さむ

武曲 MUKOKUのさむのレビュー・感想・評価

武曲 MUKOKU(2017年製作の映画)
4.0
「武曲」とは、北斗七星の柄の先端から2番目に位置する恒星「ミザール」の別名であるという。ミザールのすぐ脇にはアルコルという暗い星があり、この2つの星は馬と騎手に例えられることがあるらしい。まるで、研吾と融、そして研吾と将造のようである。
恒星は自ら光を発することができるが、その中心部で原子核融合を常に続けている。それは、研吾、融、将造の、強烈なエネルギーの爆発とよく似ている。

星と星を人間が勝手に結び、星座という物語を作っていく。孤独な恒星たちを結びつけ、星座にしたのは光邑和尚である。

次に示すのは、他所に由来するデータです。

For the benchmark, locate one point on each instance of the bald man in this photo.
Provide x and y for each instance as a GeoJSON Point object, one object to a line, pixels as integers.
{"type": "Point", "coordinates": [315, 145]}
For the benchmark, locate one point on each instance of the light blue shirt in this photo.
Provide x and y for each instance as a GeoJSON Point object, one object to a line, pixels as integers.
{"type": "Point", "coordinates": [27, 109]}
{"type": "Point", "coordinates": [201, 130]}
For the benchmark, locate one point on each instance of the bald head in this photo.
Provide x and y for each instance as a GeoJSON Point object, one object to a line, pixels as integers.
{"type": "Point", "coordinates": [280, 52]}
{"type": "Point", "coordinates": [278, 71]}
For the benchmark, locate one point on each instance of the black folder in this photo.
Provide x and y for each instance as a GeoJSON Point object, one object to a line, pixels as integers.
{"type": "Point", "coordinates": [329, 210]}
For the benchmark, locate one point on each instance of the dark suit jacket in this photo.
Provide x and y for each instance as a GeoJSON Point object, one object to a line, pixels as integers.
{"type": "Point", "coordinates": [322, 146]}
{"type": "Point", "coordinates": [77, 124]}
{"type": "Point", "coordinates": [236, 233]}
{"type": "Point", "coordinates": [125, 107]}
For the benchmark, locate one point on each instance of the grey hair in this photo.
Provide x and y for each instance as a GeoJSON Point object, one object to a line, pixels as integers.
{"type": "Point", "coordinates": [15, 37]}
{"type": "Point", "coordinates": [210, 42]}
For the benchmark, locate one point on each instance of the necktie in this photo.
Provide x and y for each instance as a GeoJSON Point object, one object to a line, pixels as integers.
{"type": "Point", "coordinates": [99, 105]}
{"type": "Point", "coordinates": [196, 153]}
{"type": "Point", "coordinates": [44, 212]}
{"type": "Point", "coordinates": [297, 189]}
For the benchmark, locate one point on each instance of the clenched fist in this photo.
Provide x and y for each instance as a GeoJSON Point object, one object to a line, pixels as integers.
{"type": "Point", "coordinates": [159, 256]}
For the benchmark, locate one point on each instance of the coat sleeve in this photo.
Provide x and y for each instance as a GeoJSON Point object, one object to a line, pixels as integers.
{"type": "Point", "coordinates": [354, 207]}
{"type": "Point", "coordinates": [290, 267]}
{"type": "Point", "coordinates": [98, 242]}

ここ数年で多くの喪失体験をした自分にとって、病室での病人の髭剃りも、墓場での老婆の罵声も、どれももはや感情を揺さぶられないほど慣れっこになってしまった。
「研吾」的な時期、「融」的な季節は、もうすでに、とうの昔にやり過ごしてしまった。苦しい過去、苦い過去。

では自分が今この映画に出会った意味は・・。

たぶんそれは、自ら光を発する力を持ちながらも宇宙の闇の中で孤独に足掻き続ける恒星たちが、星座という自分の居場所を感じられるような働きをしていくことなのだろう。
かつて自分がそうしてもらったように。

「光邑和尚」的な季節を迎える時期が来てしまったのかもしれない。